The story of how gray wolves became today’s pet dog has received a new twist, with research suggesting that our furry companions arose from not just one population of wild ancestors, but two.
Dogs were the first animals to be domesticated by humans, an event believed to have happened between 15,000 and 30,000 years ago when humans lived as hunter-gatherers.
“Most other animals were domesticated after the advent of agriculture,” said Dr. Anders Bergström, first author of the research at the Francis Crick Institute. “I think it’s a very fascinating thing that humans in the ice age have come out and formed this relationship with this ferocious predator.”
But how the process occurred remains unclear.
“We don’t know where it happened, what was the human group that did this, if it happened once or several times and so on,” Bergström said. “So it remains one of the great mysteries of human prehistory.”
The latest study is not the first to investigate the puzzle. Among previous work, a recent study suggested that wolves were independently domesticated in Asia and Europe, but only the former contributed to the ancestry of modern dogs.

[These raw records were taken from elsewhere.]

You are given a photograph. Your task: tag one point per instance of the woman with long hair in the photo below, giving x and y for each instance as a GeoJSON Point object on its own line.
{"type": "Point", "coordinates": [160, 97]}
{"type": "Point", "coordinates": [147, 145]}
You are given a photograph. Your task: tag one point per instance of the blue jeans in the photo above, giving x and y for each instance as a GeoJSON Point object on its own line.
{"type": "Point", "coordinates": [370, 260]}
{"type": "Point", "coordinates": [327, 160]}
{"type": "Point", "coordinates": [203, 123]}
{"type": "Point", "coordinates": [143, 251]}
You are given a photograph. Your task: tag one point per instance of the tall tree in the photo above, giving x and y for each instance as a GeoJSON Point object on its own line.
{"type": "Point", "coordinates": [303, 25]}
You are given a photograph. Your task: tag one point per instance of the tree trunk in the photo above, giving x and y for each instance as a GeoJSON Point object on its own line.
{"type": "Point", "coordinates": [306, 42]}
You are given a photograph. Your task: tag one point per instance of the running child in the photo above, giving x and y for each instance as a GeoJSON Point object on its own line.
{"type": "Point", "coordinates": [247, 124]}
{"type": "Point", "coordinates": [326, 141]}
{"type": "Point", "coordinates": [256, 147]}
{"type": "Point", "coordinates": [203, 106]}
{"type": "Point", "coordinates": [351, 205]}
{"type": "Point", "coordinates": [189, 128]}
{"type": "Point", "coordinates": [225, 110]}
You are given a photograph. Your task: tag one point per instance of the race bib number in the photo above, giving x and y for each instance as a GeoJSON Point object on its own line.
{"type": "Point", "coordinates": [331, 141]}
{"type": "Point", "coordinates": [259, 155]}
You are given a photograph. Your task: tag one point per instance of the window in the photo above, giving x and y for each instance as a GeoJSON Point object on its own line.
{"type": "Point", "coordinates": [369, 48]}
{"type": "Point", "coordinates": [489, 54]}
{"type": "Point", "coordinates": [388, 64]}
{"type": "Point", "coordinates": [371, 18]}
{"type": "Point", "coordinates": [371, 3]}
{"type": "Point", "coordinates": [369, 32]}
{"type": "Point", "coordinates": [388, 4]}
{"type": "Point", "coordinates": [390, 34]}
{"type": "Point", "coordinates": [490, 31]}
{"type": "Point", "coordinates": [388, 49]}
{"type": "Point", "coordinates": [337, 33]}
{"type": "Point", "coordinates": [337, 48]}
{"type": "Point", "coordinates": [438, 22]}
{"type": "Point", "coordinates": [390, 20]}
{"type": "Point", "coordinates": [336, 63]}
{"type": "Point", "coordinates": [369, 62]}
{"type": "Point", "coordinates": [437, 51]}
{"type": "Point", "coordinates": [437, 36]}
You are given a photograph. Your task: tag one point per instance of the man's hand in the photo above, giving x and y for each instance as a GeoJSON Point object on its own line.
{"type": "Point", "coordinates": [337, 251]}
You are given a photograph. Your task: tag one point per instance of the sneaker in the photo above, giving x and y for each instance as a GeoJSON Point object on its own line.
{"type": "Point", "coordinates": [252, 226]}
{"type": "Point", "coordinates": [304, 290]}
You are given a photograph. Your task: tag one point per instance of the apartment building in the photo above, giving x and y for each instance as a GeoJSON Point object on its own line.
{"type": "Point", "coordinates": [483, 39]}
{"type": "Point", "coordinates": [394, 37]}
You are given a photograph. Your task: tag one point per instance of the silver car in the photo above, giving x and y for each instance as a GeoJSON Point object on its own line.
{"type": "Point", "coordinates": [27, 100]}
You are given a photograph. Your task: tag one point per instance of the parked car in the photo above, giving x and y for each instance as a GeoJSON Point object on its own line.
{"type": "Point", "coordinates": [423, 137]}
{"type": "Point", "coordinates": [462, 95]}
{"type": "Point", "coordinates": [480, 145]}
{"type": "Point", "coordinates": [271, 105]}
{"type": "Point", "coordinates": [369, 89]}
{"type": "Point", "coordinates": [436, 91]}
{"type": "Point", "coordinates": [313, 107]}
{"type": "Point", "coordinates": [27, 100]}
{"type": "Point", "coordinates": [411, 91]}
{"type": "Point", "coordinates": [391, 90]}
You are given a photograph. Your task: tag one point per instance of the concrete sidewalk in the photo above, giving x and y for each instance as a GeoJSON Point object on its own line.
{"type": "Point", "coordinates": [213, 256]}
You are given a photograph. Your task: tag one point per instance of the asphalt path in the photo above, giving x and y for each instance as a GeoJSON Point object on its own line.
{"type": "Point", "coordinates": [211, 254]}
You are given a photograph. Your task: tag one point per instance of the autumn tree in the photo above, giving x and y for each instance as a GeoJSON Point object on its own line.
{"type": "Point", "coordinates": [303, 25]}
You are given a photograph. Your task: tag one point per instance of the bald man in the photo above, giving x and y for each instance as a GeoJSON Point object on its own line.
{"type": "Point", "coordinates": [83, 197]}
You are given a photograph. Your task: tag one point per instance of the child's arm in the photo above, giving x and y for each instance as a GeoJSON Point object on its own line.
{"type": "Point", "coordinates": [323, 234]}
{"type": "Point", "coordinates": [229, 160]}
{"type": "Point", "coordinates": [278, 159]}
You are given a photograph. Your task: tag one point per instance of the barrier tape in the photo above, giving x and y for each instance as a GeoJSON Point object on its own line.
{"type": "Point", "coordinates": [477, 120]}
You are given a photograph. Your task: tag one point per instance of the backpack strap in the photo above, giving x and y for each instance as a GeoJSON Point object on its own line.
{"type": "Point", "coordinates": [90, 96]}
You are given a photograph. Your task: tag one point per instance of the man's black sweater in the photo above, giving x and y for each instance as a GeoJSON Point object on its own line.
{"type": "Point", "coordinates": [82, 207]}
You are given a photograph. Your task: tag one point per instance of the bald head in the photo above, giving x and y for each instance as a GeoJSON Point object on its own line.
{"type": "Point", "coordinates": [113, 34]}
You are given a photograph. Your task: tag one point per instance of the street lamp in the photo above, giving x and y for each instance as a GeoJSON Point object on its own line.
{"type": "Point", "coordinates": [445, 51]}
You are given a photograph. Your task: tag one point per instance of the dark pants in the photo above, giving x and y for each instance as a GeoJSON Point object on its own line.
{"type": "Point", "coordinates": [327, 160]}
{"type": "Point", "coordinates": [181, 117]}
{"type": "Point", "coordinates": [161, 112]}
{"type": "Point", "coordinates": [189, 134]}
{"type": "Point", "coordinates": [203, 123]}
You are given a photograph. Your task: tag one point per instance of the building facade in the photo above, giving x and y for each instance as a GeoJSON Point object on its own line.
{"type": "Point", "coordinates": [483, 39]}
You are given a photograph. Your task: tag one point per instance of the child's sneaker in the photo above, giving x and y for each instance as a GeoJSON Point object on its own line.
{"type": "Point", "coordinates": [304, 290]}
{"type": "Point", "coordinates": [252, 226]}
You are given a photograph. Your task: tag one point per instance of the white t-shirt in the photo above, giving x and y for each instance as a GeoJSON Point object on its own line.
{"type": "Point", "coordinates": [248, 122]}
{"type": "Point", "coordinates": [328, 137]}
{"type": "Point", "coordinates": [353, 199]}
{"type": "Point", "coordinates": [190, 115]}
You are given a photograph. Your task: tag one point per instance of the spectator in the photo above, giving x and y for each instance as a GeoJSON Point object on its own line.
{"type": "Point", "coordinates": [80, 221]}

“A key finding of our study, by contrast, is that dogs have dual ancestry,” said Bergström.
Writing in the journal Nature, Bergström and colleagues report how they analyzed 72 genomes from ancient wolves that lived in Europe, Siberia and North America up to 100,000 years ago, 66 of which were sequenced for the first time. The team compared them with genomes from primitive and modern dogs.
The results reveal that, in general, the dogs are genetically more similar to the ancient Siberian wolves, although these are not direct ancestors.
“It basically suggests that the dogs would have been domesticated somewhere in Asia,” Bergström said, though he said it’s not possible to pinpoint the location precisely.
But while the ancestry of some of the earliest dogs, such as those from Siberia, the Americas, East Asia, and northeastern Europe, seemed to be rooted solely in the wolves of Asia, others, particularly those from Africa and the Middle East. , and to a much lesser extent in Europe, were found to have an additional genetic contribution from a population of western gray wolves.
“The largest number of this second source of ancestry is found in a 7,000-year-old ancient dog from Israel,” Bergström said.
Additionally, he said, the contributions of this western wolf population are seen in all modern dogs today, although it is higher in those from the Middle East and Africa, such as the Basenji breed.
But questions remain. “We still can’t say if there were two independent domestication events followed by the merging of those two populations, or if there was a single domestication process, followed by a mixture of wild wolves,” Bergström said, adding that there is still work to be done to pin down. The geographic origins of our canine companions.
“The search continues to narrow down exactly where the dogs come from,” he said.